Monday, August 8, 2005

Punter Tom Tupa led the NFC with a 44.1 yard average last year, his first with Washington. But it was a season Tupa just as soon would forget — and not because of the Redskins’ 6-10 record.

Tupa’s wife, Beth, was diagnosed with breast cancer last summer. As she received treatment in Cleveland during the season, Tupa was given permission by coaches Joe Gibbs and Danny Smith to travel home as often as possible. Her disease is now in remission.

“It was tough, but I was able to be there a lot, and that helped a lot,” Tupa said. “Coach Gibbs and Coach Smith, I appreciate what they did. I was assured that everything was OK, so I just kept going. She’s past everything, and she’s looking forward.”

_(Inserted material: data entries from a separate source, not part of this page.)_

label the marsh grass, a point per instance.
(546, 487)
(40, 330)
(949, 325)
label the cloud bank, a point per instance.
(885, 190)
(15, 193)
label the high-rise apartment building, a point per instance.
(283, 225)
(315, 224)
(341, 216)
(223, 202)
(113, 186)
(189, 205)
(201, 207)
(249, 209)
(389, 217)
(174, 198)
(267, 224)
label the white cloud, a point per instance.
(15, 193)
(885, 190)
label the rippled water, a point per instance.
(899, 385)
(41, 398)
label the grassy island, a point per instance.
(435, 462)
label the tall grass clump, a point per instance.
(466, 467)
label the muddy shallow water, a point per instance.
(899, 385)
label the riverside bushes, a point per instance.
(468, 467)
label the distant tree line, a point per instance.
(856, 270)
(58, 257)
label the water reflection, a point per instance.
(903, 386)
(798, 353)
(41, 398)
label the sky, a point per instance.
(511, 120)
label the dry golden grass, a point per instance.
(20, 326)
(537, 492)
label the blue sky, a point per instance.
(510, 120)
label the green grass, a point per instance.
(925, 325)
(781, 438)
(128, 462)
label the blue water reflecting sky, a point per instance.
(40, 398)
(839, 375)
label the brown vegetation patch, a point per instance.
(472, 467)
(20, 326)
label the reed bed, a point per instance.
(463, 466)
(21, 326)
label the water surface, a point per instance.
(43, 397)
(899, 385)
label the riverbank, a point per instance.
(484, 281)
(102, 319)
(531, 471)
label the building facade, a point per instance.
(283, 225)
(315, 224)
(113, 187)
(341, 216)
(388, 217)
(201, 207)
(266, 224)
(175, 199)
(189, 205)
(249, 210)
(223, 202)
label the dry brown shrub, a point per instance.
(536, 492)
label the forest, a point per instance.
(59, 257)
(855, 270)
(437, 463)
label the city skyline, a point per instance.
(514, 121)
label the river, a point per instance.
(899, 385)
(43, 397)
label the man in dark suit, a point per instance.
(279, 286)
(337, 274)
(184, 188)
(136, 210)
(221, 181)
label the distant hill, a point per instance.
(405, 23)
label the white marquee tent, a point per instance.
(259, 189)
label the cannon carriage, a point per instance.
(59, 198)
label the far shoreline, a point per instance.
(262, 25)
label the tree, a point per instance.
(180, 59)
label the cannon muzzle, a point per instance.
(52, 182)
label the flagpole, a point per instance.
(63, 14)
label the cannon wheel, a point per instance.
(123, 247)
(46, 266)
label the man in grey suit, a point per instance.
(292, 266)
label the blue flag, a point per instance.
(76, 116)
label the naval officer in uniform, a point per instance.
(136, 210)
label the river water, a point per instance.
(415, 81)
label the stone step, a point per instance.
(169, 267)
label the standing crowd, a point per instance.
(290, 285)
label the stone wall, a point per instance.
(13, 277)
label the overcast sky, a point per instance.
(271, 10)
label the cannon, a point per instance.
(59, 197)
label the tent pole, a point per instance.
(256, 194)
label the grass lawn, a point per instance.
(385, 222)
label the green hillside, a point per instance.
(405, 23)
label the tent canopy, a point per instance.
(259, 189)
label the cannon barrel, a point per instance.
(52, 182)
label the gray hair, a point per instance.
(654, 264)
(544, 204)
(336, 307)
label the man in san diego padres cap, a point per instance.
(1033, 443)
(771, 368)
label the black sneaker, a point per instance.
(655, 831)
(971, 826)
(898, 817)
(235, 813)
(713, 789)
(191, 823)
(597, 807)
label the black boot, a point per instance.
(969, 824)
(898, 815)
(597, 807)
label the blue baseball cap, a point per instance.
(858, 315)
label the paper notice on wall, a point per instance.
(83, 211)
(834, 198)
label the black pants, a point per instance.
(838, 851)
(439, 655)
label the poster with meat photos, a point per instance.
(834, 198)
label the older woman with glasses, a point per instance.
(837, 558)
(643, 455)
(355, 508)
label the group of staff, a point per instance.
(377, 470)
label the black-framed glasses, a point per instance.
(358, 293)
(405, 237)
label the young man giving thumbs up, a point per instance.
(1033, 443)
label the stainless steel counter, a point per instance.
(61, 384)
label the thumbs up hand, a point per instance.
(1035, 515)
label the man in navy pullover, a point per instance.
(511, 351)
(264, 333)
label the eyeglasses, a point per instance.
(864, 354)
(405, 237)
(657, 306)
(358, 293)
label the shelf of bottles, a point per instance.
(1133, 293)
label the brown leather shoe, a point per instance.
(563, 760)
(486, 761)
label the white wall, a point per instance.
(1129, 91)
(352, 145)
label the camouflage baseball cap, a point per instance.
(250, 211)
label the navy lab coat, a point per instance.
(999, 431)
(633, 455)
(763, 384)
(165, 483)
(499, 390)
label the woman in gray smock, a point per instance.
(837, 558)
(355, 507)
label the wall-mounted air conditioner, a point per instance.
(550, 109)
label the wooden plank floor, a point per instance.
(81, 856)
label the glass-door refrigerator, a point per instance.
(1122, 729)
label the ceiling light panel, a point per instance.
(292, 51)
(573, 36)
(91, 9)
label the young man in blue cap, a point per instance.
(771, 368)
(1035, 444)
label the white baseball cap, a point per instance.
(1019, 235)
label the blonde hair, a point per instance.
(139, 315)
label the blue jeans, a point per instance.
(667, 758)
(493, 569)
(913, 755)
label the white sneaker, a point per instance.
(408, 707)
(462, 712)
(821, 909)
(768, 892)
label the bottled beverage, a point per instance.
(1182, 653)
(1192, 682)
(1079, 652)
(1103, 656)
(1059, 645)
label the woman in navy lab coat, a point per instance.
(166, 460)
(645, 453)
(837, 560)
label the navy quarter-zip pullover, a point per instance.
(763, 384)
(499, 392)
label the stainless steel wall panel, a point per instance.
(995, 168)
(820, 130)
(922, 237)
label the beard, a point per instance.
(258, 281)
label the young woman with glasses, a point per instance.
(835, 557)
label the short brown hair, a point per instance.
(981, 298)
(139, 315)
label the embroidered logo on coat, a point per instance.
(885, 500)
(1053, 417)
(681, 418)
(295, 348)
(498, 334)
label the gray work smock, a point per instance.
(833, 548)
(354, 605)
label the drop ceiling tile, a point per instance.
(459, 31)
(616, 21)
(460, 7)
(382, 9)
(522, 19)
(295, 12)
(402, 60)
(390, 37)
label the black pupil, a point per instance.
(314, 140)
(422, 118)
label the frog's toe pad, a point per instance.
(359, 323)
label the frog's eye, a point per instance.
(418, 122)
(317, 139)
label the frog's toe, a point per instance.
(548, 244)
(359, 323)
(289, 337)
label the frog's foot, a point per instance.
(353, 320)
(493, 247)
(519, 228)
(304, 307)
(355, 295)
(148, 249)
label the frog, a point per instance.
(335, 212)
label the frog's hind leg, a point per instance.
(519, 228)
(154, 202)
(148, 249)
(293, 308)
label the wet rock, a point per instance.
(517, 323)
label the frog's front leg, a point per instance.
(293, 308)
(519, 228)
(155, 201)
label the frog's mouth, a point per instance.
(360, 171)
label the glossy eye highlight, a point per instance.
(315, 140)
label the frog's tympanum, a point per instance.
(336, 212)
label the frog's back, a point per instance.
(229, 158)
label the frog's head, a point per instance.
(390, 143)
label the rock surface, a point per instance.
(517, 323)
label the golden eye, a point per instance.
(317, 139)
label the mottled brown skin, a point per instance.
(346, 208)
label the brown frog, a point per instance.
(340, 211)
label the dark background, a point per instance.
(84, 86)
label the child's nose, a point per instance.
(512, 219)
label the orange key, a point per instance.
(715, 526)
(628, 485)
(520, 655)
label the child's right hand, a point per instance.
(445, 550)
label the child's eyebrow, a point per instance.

In addition to his wife’s major illness, Tupa had chest pains last fall, but they turned out not to be serious. So at 39, Tupa is preparing for his 17th season. His only competition in camp, fellow Ohio State graduate Andy Groom, was 9 when Tupa debuted with Phoenix in 1988 and has yet to punt in a regular-season game. Groom has a strong leg but failed to make Tampa Bay’s roster in 2003 and San Francisco’s last summer.

Sack man

Chris Clemons had three sacks in his first NFL season last fall. That wouldn’t seem that big a deal except only four Redskins had more and Clemons played in just six games. Clemons, whom Washington signed after the 2003 draft, continued his torrid pace with another sack in Saturday’s scrimmage.

This pass-rushing prowess is a relatively new trait for the rangy, 6-foot-3, 240-pound Clemons, who had just one sack as a senior at Georgia on a defensive line that included future NFL first-round draft choices Johnathan Sullivan and David Pollack.

“I didn’t blitz much or rush on third down in college,” Clemons said. “I thought I was a standup linebacker. I didn’t rush the passer until I got here. [Former defensive coordinator] George Edwards saw I had a lot of speed coming off the edge, and he moved me to the strong side. Then when Gregg [Williams, Edwards’ successor] got here, he put my hand in the dirt. He said he had to find a way to get me on the field.”

Clemons believes he really will break out this season.

“I’ve grabbed a hold of the game a lot more,” said Clemons, whose brother Nic is trying to grab a defensive end job after spending the past two years on Washington’s practice squad. “I’m getting better reads off [offensive] tackles. I feel a whole lot better, shape-wise.”

Griffin, Harris return

Defensive tackle Cornelius Griffin, who had been out since straining a shoulder Aug. 1, returned to practice, as did cornerback Walt Harris, who had been sidelined since pulling a quadriceps the following day. However, Harris’ fellow starting corner, Shawn Springs, didn’t practice after straining a hamstring in Baltimore. Running back Dahrran Diedrick didn’t work because of an injured knee.

Gibbs said the MRI of Taylor Jacobs’ sprained big toe was negative. The receiver is expected back next week.

Change at tight end

The Redskins signed former Chicago tight end Robert Johnson and waived undrafted rookie tight end Billy Palmer. Johnson signed with Atlanta as an undrafted rookie out of Auburn in 2003. He caught on with Chicago later that year before being sidelined by a foot injury. Johnson was cut by the Bears last summer before spending December on Tampa Bay’s practice squad.